There is another item that hardly anyone notices, but the actual charging method in use is ADC (alternating direct current). True AC alternates between a positive and a negative current flow (like a pendulum) and crosses zero volts twice per cycle or hertz (home current cycles sixty times per second or at 60 hz), while direct current only flows in one direction and is constant. ADC is a current flow that alternates between a positive maximum and zero volts.

Why is it better?

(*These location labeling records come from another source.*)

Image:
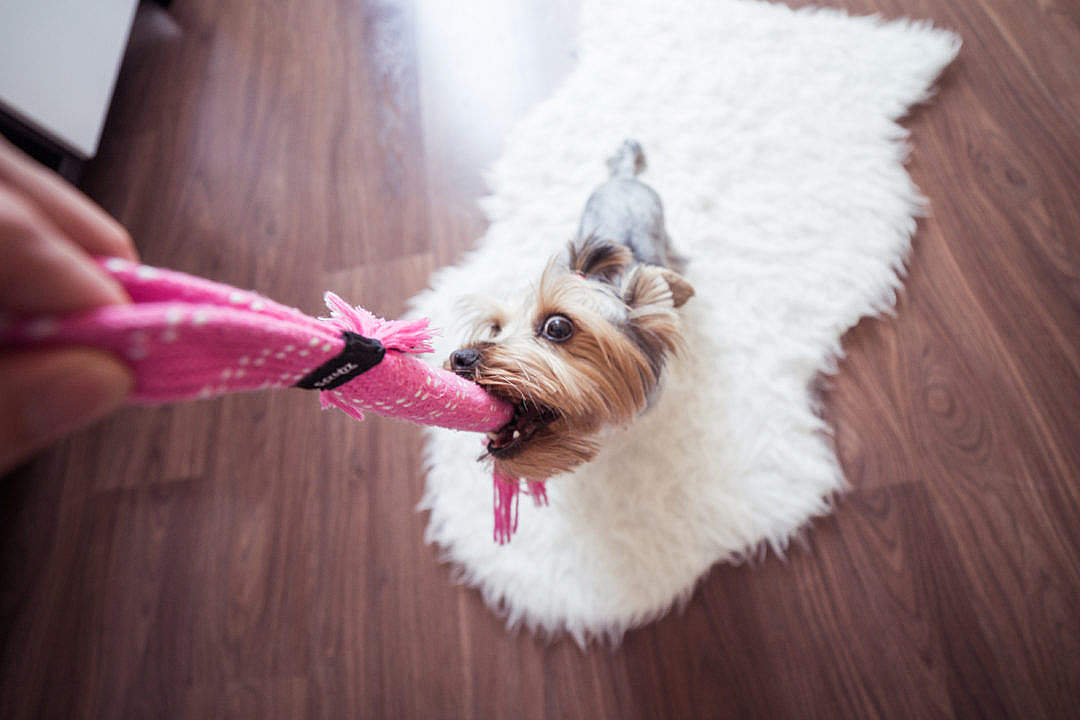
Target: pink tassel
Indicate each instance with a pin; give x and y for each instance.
(507, 491)
(406, 336)
(505, 506)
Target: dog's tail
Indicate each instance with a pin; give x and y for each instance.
(628, 161)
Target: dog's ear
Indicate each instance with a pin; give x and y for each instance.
(601, 259)
(652, 293)
(652, 285)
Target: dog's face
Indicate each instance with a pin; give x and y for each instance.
(584, 351)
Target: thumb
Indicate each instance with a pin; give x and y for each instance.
(48, 394)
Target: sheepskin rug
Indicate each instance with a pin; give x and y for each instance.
(772, 137)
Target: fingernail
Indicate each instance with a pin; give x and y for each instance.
(72, 392)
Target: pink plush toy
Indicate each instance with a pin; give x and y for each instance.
(187, 338)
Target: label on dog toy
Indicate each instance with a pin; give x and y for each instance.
(359, 355)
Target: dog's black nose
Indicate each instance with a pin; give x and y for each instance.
(463, 361)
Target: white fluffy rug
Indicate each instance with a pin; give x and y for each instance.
(771, 136)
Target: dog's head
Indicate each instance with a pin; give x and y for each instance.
(585, 350)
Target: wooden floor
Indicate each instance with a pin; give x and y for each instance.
(254, 557)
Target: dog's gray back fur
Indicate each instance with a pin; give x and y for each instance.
(628, 212)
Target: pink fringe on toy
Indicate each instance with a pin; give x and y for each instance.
(507, 491)
(406, 336)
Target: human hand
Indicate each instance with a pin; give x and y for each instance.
(48, 233)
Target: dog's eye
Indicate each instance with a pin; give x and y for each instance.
(556, 328)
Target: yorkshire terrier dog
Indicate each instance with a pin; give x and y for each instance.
(588, 347)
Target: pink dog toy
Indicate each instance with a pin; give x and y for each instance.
(187, 338)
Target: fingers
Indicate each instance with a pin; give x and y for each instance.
(72, 213)
(41, 271)
(46, 394)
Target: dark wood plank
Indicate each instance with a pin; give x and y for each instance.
(266, 559)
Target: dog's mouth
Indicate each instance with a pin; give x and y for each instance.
(528, 419)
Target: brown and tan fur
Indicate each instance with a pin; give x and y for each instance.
(625, 326)
(588, 347)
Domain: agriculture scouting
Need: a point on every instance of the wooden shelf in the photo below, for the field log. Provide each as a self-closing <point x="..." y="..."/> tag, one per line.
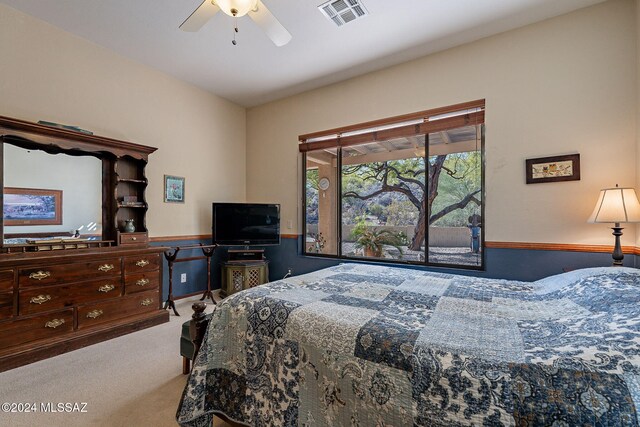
<point x="136" y="206"/>
<point x="134" y="181"/>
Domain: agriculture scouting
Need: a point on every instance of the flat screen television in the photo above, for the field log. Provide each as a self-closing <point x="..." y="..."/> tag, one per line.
<point x="245" y="224"/>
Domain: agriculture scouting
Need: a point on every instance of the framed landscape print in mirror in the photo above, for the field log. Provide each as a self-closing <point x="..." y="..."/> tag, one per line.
<point x="32" y="206"/>
<point x="173" y="189"/>
<point x="553" y="169"/>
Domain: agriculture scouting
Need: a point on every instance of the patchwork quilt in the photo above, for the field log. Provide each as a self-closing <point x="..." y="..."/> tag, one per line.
<point x="362" y="345"/>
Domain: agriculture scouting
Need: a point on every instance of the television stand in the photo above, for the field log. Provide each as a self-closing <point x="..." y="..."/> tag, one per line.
<point x="244" y="255"/>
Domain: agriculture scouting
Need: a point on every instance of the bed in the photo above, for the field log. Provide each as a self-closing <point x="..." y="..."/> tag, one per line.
<point x="362" y="345"/>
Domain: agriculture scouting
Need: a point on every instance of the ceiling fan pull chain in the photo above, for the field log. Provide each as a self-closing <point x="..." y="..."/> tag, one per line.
<point x="235" y="30"/>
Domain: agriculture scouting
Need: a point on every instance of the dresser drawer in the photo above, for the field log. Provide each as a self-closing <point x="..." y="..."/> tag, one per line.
<point x="6" y="305"/>
<point x="136" y="264"/>
<point x="141" y="282"/>
<point x="134" y="238"/>
<point x="6" y="280"/>
<point x="35" y="328"/>
<point x="37" y="300"/>
<point x="53" y="274"/>
<point x="96" y="314"/>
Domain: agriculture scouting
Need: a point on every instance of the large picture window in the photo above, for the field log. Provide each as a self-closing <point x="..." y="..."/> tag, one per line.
<point x="407" y="189"/>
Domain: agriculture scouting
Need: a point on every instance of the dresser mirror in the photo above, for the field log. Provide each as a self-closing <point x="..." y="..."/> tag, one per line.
<point x="50" y="195"/>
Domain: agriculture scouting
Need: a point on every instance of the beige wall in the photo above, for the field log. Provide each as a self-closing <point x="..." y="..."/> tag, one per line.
<point x="561" y="86"/>
<point x="48" y="74"/>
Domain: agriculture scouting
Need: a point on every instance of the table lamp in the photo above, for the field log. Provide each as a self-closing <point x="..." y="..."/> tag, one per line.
<point x="616" y="205"/>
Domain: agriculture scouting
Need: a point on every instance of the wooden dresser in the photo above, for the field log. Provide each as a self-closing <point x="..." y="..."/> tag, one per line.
<point x="57" y="297"/>
<point x="50" y="305"/>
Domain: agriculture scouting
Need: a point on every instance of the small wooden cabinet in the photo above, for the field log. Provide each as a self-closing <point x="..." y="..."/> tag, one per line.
<point x="237" y="275"/>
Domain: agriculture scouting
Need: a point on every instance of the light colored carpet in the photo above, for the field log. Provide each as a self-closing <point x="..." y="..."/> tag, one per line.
<point x="133" y="380"/>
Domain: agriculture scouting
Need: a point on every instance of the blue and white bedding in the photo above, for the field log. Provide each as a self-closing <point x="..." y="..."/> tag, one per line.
<point x="361" y="345"/>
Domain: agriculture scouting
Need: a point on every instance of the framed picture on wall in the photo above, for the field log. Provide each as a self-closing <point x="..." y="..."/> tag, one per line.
<point x="173" y="189"/>
<point x="553" y="169"/>
<point x="32" y="206"/>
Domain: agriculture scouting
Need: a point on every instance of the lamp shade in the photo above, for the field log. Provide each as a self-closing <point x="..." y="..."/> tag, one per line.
<point x="616" y="205"/>
<point x="242" y="7"/>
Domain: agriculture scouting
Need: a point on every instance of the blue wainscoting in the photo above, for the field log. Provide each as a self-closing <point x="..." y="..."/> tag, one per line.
<point x="516" y="264"/>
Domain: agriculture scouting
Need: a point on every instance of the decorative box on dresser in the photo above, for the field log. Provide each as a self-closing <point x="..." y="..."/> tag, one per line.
<point x="52" y="299"/>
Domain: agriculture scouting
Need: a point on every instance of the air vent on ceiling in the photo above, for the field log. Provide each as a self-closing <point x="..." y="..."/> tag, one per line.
<point x="341" y="12"/>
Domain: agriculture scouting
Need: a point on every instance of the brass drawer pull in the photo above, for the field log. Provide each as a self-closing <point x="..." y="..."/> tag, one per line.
<point x="106" y="267"/>
<point x="54" y="323"/>
<point x="106" y="288"/>
<point x="39" y="275"/>
<point x="40" y="299"/>
<point x="93" y="314"/>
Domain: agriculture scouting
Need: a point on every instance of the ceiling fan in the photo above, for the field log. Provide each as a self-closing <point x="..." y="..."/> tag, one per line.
<point x="237" y="8"/>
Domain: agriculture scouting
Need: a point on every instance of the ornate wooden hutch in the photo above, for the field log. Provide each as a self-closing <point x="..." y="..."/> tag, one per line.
<point x="60" y="294"/>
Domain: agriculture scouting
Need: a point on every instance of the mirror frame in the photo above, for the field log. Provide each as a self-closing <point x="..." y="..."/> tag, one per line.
<point x="55" y="140"/>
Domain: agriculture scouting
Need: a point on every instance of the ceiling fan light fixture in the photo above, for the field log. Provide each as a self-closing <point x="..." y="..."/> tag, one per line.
<point x="236" y="7"/>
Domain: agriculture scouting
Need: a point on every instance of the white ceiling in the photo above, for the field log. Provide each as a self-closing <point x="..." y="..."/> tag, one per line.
<point x="256" y="71"/>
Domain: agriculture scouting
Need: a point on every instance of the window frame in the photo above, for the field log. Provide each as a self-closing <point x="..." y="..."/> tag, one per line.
<point x="334" y="136"/>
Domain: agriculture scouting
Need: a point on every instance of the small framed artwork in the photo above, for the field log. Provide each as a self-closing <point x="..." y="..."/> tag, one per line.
<point x="32" y="206"/>
<point x="553" y="169"/>
<point x="173" y="189"/>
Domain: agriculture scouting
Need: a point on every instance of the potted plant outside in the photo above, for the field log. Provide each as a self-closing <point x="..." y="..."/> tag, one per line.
<point x="372" y="240"/>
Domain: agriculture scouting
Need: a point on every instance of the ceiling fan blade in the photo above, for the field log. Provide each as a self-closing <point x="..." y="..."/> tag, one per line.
<point x="270" y="25"/>
<point x="200" y="16"/>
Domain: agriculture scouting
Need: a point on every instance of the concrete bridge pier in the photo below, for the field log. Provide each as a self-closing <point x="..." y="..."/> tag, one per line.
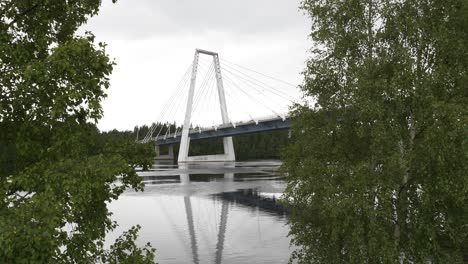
<point x="168" y="156"/>
<point x="229" y="154"/>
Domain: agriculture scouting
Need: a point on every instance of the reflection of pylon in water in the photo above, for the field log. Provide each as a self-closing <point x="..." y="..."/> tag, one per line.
<point x="221" y="231"/>
<point x="193" y="239"/>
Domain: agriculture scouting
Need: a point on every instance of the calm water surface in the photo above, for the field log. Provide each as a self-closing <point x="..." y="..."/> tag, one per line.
<point x="211" y="213"/>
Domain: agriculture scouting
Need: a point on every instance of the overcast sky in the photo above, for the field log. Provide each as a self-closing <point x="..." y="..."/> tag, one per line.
<point x="153" y="42"/>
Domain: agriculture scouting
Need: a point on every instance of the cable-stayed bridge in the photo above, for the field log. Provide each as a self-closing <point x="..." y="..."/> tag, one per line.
<point x="256" y="103"/>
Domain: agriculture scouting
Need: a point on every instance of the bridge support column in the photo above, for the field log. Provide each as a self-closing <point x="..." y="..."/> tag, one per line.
<point x="168" y="156"/>
<point x="229" y="154"/>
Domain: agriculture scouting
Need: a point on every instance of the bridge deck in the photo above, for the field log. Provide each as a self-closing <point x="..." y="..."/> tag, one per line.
<point x="227" y="130"/>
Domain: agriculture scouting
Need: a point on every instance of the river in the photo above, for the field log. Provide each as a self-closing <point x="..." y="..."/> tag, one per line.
<point x="209" y="213"/>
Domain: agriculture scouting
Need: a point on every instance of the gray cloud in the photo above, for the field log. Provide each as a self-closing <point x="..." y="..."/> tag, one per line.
<point x="139" y="19"/>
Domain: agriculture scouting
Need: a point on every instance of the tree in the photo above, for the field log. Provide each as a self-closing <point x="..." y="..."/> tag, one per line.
<point x="54" y="182"/>
<point x="377" y="171"/>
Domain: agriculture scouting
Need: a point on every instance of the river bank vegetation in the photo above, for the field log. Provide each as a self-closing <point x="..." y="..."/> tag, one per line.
<point x="378" y="165"/>
<point x="57" y="171"/>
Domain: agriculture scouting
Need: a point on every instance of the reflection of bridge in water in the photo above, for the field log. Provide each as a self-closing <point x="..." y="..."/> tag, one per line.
<point x="246" y="198"/>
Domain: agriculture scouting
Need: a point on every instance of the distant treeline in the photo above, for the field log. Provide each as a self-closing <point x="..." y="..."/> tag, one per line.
<point x="266" y="145"/>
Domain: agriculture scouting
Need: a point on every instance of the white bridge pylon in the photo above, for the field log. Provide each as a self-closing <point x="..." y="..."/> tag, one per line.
<point x="229" y="154"/>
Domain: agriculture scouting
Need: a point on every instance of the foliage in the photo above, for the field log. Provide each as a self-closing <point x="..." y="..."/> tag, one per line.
<point x="378" y="166"/>
<point x="55" y="182"/>
<point x="118" y="252"/>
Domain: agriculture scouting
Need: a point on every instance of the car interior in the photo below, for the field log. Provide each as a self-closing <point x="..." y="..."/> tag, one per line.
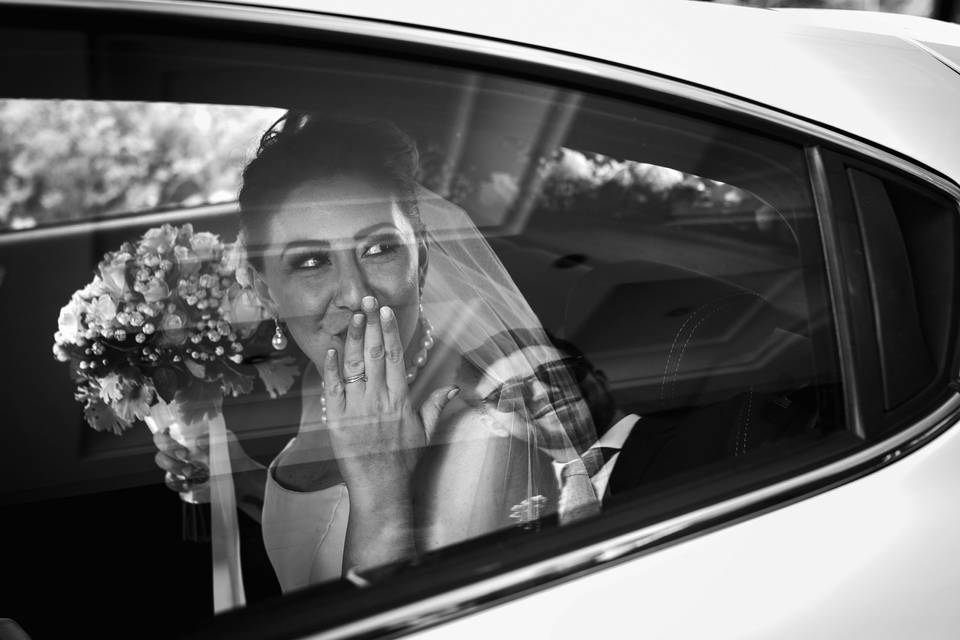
<point x="715" y="328"/>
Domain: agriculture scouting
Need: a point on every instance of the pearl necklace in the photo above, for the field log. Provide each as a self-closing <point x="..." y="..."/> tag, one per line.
<point x="418" y="362"/>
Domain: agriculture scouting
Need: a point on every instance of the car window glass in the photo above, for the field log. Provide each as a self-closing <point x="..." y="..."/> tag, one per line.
<point x="633" y="308"/>
<point x="76" y="160"/>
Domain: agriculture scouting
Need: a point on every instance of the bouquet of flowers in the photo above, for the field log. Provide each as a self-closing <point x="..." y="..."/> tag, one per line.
<point x="163" y="331"/>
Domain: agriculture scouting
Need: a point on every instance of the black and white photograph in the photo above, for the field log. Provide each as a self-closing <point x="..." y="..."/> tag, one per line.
<point x="515" y="319"/>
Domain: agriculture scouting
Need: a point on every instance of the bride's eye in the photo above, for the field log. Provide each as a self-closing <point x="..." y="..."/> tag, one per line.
<point x="312" y="261"/>
<point x="380" y="248"/>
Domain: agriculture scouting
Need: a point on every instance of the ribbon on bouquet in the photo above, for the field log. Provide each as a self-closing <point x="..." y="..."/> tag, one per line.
<point x="228" y="590"/>
<point x="224" y="531"/>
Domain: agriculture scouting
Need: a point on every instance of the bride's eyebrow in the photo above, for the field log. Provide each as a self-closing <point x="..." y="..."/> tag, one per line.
<point x="305" y="245"/>
<point x="368" y="231"/>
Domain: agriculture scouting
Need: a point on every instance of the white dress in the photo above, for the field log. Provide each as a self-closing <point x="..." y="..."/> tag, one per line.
<point x="304" y="532"/>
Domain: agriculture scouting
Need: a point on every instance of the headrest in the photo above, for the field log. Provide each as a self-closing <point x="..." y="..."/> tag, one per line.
<point x="667" y="337"/>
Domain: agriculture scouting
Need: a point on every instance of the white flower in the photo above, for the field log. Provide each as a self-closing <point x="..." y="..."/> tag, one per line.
<point x="105" y="309"/>
<point x="277" y="375"/>
<point x="58" y="351"/>
<point x="111" y="388"/>
<point x="94" y="289"/>
<point x="187" y="261"/>
<point x="205" y="244"/>
<point x="160" y="239"/>
<point x="114" y="278"/>
<point x="68" y="324"/>
<point x="243" y="310"/>
<point x="155" y="290"/>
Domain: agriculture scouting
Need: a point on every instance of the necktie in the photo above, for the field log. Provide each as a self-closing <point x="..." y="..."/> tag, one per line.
<point x="577" y="496"/>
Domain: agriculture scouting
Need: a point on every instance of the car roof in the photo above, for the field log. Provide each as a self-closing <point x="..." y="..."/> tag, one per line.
<point x="890" y="80"/>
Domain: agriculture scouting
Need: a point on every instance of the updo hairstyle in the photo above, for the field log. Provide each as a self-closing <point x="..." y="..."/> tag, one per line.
<point x="301" y="147"/>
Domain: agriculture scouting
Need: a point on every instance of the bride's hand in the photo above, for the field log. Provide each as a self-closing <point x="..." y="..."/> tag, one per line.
<point x="376" y="434"/>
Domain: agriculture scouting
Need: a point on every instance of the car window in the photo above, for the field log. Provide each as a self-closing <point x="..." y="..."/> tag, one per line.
<point x="655" y="272"/>
<point x="83" y="159"/>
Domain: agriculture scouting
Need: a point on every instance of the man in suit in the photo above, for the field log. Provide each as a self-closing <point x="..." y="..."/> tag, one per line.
<point x="633" y="452"/>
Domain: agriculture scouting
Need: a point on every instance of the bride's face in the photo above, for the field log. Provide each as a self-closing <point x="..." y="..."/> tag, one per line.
<point x="330" y="243"/>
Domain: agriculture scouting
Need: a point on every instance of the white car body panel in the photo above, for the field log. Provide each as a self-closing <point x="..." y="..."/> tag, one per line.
<point x="876" y="86"/>
<point x="876" y="558"/>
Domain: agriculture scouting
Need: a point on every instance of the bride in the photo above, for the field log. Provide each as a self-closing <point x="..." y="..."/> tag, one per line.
<point x="421" y="422"/>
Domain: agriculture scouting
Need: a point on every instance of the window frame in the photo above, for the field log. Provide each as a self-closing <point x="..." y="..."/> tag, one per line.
<point x="466" y="584"/>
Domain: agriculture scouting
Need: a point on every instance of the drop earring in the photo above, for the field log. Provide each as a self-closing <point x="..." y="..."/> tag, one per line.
<point x="279" y="340"/>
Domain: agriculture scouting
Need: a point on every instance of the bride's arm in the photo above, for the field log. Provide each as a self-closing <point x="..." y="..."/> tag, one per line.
<point x="472" y="477"/>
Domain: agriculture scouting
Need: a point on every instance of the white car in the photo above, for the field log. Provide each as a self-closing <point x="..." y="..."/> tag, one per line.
<point x="746" y="219"/>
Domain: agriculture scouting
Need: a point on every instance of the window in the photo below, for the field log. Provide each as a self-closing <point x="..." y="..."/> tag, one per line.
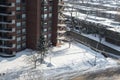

Because it allows the ions in a chemical battery to move when the voltage is at the maximum, then allows them to organize against the electrodes when the voltage is zero. This is like trying to get people to move into a conference room. You apply some pressure to move them, but release the pressure so they can move more freely and get in line across the rows. Top universities europe A constant pressure will move them but they will not fit well, create some resistance and friction, and cause some to trip and fall on the floor. Ions are atoms with missing electrons and are just as hard to move!

Proof? Get a multimeter that can measure both AC and DC, then (using the plug-in USB charger as an example) measure the AC voltage first on a 20 VAC scale. You will see up to 7 VAC! (remember that USB is based on 5 VDC) now if you could use calculus for a half wave signal and use 7 as a peak voltage, the average or RMS (root-mean-square) is about 4.1 volts, which is the average DC measured at the same time, and about the correct DC voltage that will charge a lithium-ion cell.